In May 2023, another girl who had run away and been arrested told authorities that she didn’t want to go back home because Marler had abused her. She recalled specific incidents when she was about 13 years old of Marler laying in bed with her, touching her genitals above and below clothing and rubbing his “private part” against her, according to statements in the affidavit. 

In June 2023, the foster children were removed from the home, according to court filings. The Natrona County Sheriff’s Office conducted 120 interviews. Corroborating statements were recorded by all but two of the children who denied feeling unsafe at the home, according to the affidavit.

“One by one, the longer they are away the more they are willing to talk,” Rosty told the jury Wednesday.

Many of the children also told investigators “there was a lot of excessive discipline” at the Marler home, Lauderdale wrote in the affidavit. This would include being forced to run miles in the snow in their pajamas. One child said that Marler had punched him in the face and that beatings were common. 

Another boy told investigators that in the winter of 2020–21, he and other children were shoveling snow off the roof when Marler pushed him and he slid off, gashing his leg. One child told investigators “‘everyone’” saw the incident and that “nobody wanted to be there.”
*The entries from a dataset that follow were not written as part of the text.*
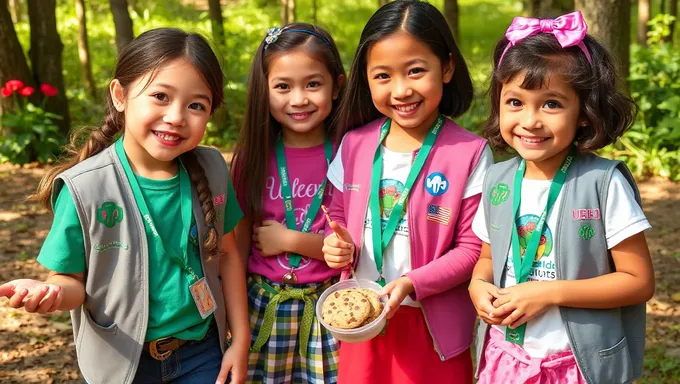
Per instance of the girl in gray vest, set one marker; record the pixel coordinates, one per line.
(564, 270)
(141, 250)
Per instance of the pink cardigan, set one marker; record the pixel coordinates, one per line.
(442, 255)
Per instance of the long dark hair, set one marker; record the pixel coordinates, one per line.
(425, 23)
(146, 54)
(260, 129)
(609, 110)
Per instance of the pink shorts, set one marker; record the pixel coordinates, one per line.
(506, 362)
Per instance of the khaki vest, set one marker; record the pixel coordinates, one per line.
(608, 343)
(110, 327)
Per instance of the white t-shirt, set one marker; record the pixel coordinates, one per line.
(397, 255)
(545, 334)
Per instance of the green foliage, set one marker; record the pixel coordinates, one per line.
(651, 146)
(29, 133)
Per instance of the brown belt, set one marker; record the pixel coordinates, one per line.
(161, 349)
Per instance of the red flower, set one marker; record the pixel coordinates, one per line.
(48, 90)
(14, 85)
(26, 91)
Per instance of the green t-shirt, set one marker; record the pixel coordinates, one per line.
(172, 311)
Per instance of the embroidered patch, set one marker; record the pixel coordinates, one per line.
(513, 335)
(439, 214)
(586, 232)
(114, 244)
(436, 184)
(109, 214)
(219, 200)
(585, 214)
(499, 193)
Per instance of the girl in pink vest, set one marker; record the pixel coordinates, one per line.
(419, 175)
(280, 167)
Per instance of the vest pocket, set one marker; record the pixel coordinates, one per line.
(101, 354)
(90, 322)
(616, 363)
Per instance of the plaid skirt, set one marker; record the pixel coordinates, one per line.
(279, 360)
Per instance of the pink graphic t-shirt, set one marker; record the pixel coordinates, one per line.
(307, 169)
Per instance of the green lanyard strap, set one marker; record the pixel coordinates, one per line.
(185, 208)
(523, 264)
(381, 239)
(291, 221)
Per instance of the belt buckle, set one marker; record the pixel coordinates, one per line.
(153, 349)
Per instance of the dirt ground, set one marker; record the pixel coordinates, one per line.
(40, 349)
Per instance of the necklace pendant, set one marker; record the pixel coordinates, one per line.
(290, 277)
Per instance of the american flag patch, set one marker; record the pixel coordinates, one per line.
(439, 214)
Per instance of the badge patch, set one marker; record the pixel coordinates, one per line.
(439, 214)
(499, 193)
(109, 214)
(219, 200)
(585, 214)
(586, 232)
(436, 184)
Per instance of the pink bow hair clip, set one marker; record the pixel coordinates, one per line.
(569, 30)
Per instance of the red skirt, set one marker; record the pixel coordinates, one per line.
(405, 354)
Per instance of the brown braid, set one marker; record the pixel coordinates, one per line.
(96, 139)
(197, 176)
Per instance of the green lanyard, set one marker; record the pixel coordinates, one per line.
(523, 264)
(382, 238)
(291, 221)
(185, 208)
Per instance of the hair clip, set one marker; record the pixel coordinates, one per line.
(272, 35)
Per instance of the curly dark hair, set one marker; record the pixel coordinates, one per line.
(607, 107)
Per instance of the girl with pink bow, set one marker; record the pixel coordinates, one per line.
(561, 294)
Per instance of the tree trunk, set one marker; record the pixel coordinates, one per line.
(45, 56)
(643, 19)
(314, 9)
(291, 11)
(451, 15)
(284, 12)
(606, 20)
(673, 11)
(216, 21)
(16, 11)
(122, 21)
(13, 63)
(549, 8)
(84, 50)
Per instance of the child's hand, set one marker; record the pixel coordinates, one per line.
(33, 295)
(397, 291)
(270, 239)
(338, 248)
(235, 360)
(522, 302)
(483, 295)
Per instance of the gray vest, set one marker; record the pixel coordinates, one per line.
(608, 343)
(110, 327)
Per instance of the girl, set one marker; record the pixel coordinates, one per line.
(407, 75)
(563, 288)
(293, 91)
(146, 278)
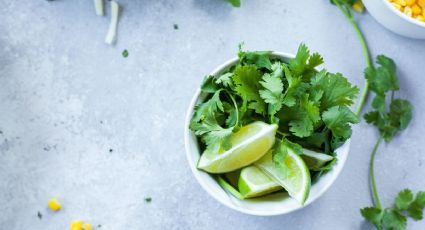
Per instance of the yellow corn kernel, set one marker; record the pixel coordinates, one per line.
(401, 2)
(416, 10)
(54, 205)
(410, 2)
(87, 226)
(76, 225)
(397, 6)
(358, 6)
(408, 11)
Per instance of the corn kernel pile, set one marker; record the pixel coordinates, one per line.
(411, 8)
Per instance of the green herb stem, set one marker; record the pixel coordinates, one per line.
(366, 53)
(372, 175)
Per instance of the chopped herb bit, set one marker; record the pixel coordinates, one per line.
(125, 53)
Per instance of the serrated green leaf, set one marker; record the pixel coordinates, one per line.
(247, 85)
(392, 219)
(403, 199)
(373, 215)
(338, 120)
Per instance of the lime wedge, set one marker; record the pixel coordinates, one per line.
(253, 182)
(296, 178)
(249, 144)
(233, 177)
(315, 160)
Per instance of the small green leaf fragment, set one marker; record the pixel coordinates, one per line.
(125, 53)
(373, 215)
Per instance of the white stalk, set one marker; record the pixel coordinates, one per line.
(98, 5)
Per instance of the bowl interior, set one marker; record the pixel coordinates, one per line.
(402, 15)
(275, 204)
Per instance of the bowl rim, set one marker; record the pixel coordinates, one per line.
(403, 16)
(187, 132)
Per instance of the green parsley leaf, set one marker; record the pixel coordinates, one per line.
(225, 80)
(235, 3)
(338, 120)
(280, 151)
(392, 219)
(415, 211)
(335, 89)
(383, 78)
(272, 92)
(306, 115)
(247, 85)
(125, 53)
(303, 62)
(403, 200)
(209, 85)
(373, 215)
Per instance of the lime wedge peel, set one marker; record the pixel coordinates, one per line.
(250, 143)
(297, 180)
(229, 188)
(253, 182)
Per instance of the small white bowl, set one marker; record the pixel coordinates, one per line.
(275, 204)
(394, 20)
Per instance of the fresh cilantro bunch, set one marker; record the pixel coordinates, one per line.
(389, 119)
(405, 205)
(310, 107)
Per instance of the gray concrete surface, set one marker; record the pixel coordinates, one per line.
(66, 99)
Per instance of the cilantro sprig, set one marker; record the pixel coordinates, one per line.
(389, 118)
(235, 3)
(310, 107)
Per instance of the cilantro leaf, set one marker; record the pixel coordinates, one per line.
(225, 80)
(272, 92)
(383, 78)
(209, 85)
(235, 3)
(247, 85)
(210, 106)
(415, 211)
(280, 151)
(392, 219)
(373, 215)
(212, 133)
(295, 89)
(303, 62)
(403, 200)
(305, 116)
(337, 119)
(335, 89)
(400, 113)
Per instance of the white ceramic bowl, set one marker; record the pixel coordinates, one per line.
(275, 204)
(394, 20)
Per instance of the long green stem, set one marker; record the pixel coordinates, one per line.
(372, 174)
(366, 53)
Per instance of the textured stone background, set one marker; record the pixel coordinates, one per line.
(66, 98)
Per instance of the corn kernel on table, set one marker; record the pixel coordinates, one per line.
(103, 134)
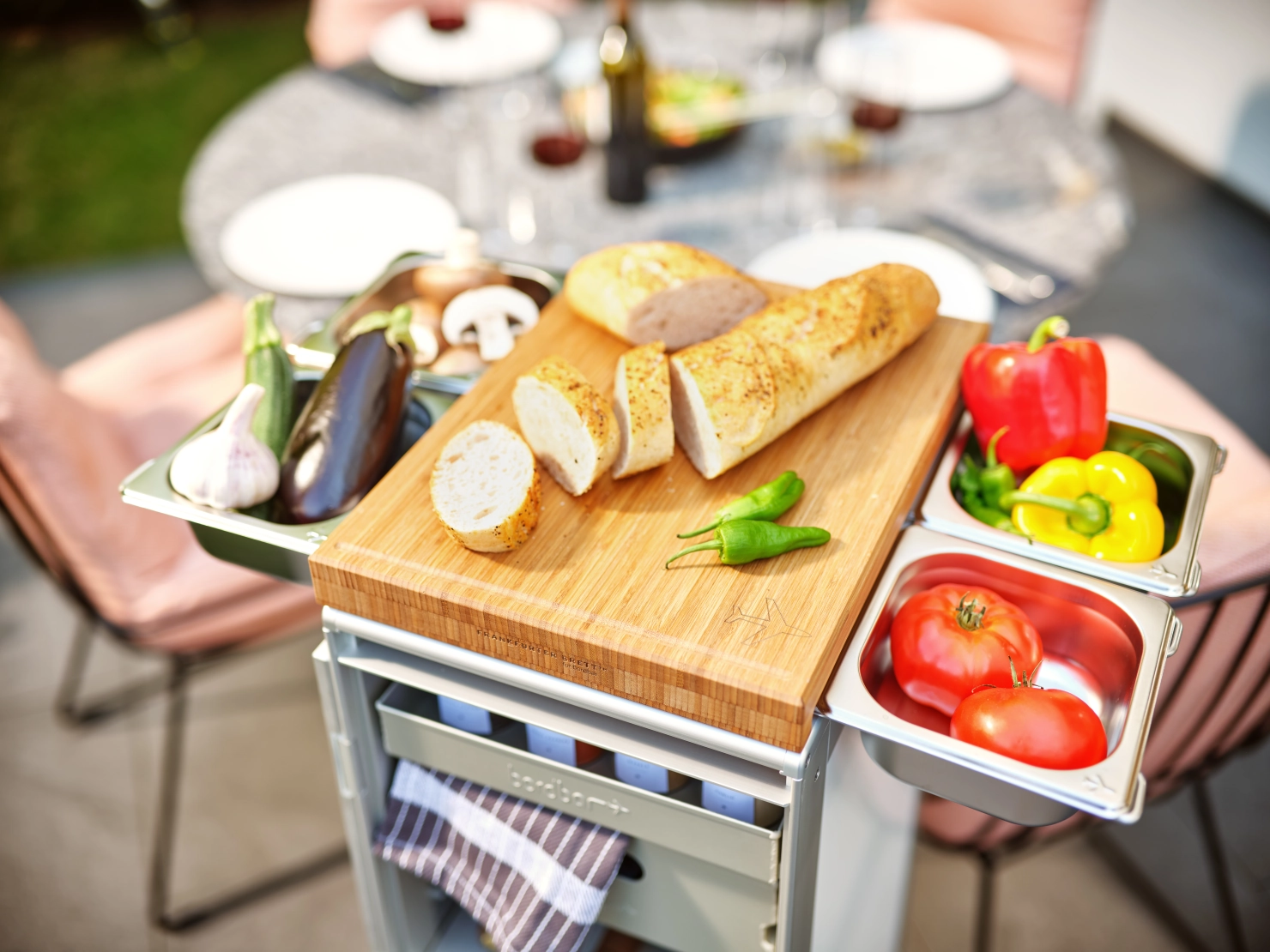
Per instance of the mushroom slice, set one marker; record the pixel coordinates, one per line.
(489, 317)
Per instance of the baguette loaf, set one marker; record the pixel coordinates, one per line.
(486, 488)
(661, 291)
(735, 394)
(642, 401)
(566, 423)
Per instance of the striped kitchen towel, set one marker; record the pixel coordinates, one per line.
(534, 877)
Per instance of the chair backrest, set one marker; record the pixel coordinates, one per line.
(61, 466)
(1045, 39)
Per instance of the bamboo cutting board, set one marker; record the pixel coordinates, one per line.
(748, 649)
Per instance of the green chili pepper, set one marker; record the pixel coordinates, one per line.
(995, 479)
(969, 491)
(764, 504)
(740, 541)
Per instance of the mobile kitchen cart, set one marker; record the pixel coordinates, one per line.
(717, 673)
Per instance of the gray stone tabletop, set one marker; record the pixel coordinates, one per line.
(1019, 175)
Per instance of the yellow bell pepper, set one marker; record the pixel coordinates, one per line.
(1104, 507)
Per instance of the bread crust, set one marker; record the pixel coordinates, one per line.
(791, 359)
(629, 291)
(642, 404)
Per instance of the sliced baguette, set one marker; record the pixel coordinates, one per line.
(566, 423)
(486, 488)
(735, 394)
(642, 402)
(661, 291)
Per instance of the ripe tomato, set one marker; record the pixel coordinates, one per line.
(1044, 727)
(949, 640)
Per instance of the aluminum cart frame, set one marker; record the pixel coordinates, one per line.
(360, 658)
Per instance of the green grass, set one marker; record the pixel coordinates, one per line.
(95, 136)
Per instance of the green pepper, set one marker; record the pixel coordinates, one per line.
(740, 541)
(766, 503)
(968, 491)
(995, 479)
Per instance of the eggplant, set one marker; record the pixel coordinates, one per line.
(346, 436)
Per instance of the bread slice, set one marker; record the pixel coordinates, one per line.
(486, 488)
(642, 402)
(733, 395)
(661, 291)
(566, 422)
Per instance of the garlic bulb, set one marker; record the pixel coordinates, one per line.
(229, 467)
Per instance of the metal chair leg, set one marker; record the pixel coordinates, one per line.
(166, 832)
(78, 713)
(169, 790)
(987, 895)
(1219, 866)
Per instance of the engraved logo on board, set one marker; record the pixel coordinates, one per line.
(769, 624)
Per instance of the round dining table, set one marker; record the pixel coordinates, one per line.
(1019, 183)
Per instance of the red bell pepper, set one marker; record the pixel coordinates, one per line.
(1052, 394)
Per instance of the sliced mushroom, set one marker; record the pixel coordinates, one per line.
(461, 270)
(491, 317)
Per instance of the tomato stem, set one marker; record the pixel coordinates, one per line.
(1025, 682)
(969, 616)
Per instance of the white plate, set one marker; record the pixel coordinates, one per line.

Rosty said that pictures taken of the home in 2021 had revealed cameras in the halls and school room, but not the bedroom. Rosty said the 1-terabyte hard drive was empty when investigators obtained it, but that in January of this year, about 9,000 deleted files were recovered. Only 1,500 files were accessible, but Rosty said they would collectively show one of the girls going into the master bedroom; Marler crawling over a mattress where all the girls slept and sitting on one girl’s face; and the girls massaging Marler for a 45-minute period.

Another video would show one of the boys standing naked while Marler holds a belt and other children are made to stand and watch, Rosty said. He said the jury would see the boy and Marler move out of frame and the boy return into camera view with obvious injuries to his buttocks.

Last month, Rosty had filed an unopposed motion to continue the trial to give both sides time to review the files, but the motion was denied.

Rosty said many evenings in the family room centered around the children giving Marler clothed massages, which he would return, and that the activity was known in the family as the “Daddy Tax.”

Before opening statements, Judge Kerri Johnson instructed the jury that evidence presented regarding massages, punishments or Marler observing the children undress was not direct evidence of specific allegations of sexual abuse, but they may consider it as part of the overall narrative of the case.